C’est pourquoi l’Assemblée nationale, derrière le Gouvernement et les deux ministres de l’intérieur successifs, a fait du rétablissement des moyens d’agir, humains comme matériels, de nos forces de sécurité une priorité, sanctuarisée des arbitrages budgétaires. Et je me réjouis qu’au sein de cette priorité, les arbitrages géographiques soient faits désormais en fonction de la réalité du terrain et non de critères plus obscurs et en tout cas plus subjectifs.

Je m’en réjouis bien sûr en tant qu’élu de la Seine-Saint-Denis – et le ministre connaît bien mon attention particulière en la matière.

Je serai également particulièrement attentif à ce que les engagements en matière d’allègement des missions de procédure et des tâches indues soient suivis d’effets car c’est aussi une des clés d’une présence renforcée auprès de la population.

Je me réjouis également de ces arbitrages en tant qu’élu de la Nation toute entière, parce que c’est bel et bien en affectant les moyens là où ils sont nécessaires que nous répondrons aux attentes légitimes de nos concitoyens.

La sécurité publique, disais-je, est la condition première de la réalisation de la promesse républicaine. Leur articulation doit donc être permanente et totale. Vous êtes parfois la seule incarnation quotidienne connue de l’État. Pour dire les choses simplement, nos concitoyens attendent beaucoup de leur police. Des attentes diverses, souvent complémentaires, parfois contradictoires et qui peuvent dépasser votre mission réelle.  Mais tous partagent l’idée d’une police exemplaire.

Au cours des prochains mois, vous serez, je n’en doute pas, particulièrement  attentifs à plusieurs textes que l’Assemblée nationale aura à examiner, débattre et voter, parmi lesquels la simplification de la procédure pénale que le nouveau Garde des sceaux portera.

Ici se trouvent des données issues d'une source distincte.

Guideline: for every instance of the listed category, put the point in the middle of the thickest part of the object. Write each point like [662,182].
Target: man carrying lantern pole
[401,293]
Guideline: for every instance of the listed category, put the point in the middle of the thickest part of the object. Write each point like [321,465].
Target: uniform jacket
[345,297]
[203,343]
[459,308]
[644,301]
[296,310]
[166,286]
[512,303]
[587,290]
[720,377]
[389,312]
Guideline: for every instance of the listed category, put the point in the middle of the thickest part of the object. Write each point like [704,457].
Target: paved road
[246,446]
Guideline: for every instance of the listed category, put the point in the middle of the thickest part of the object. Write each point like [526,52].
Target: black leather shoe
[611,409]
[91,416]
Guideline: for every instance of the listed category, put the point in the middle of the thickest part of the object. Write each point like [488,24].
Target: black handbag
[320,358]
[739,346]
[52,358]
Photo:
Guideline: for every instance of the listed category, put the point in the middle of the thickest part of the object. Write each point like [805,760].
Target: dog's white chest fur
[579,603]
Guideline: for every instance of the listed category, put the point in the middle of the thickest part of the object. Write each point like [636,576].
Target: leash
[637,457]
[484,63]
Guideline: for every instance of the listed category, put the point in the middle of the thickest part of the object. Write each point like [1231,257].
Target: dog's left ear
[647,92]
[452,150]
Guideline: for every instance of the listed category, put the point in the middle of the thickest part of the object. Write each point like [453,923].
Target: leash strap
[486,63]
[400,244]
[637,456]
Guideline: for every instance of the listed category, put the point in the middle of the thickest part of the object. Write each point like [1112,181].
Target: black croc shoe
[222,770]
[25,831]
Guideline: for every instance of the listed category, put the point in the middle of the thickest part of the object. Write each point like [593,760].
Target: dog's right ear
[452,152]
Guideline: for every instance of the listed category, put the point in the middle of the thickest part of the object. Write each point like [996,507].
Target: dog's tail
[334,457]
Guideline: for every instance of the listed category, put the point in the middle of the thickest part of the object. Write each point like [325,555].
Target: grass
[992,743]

Je tiens à vous dire, si besoin est, que vous ne devez jamais regarder l’exercice du contrôle parlementaire ni aucun travail de la Représentation nationale comme une marque de défiance.

Oui, vous avez bien sûr notre pleine confiance et c’est pour cela que vous n’avez pas à craindre tout ce qui peut contribuer à combattre les fautes individuelles et à dissiper les malentendus, les caricatures.

En vous accueillant ce soir  à l’occasion de vos vœux,  je tenais à saluer à travers les commissaires ici réunis nombreux, le courage et l’engagement sans faille témoigné tout au long de l’année écoulée par l’ensemble des forces de police comme de gendarmerie au service des Français et de la République.

Au nom de l’ensemble de la Représentation nationale, je forme pour chacune et à chacun d’entre vous, en y associant vos familles et vos proches, des vœux chaleureux.

Vive la Police Nationale,

Vive la République,

Et vive la France !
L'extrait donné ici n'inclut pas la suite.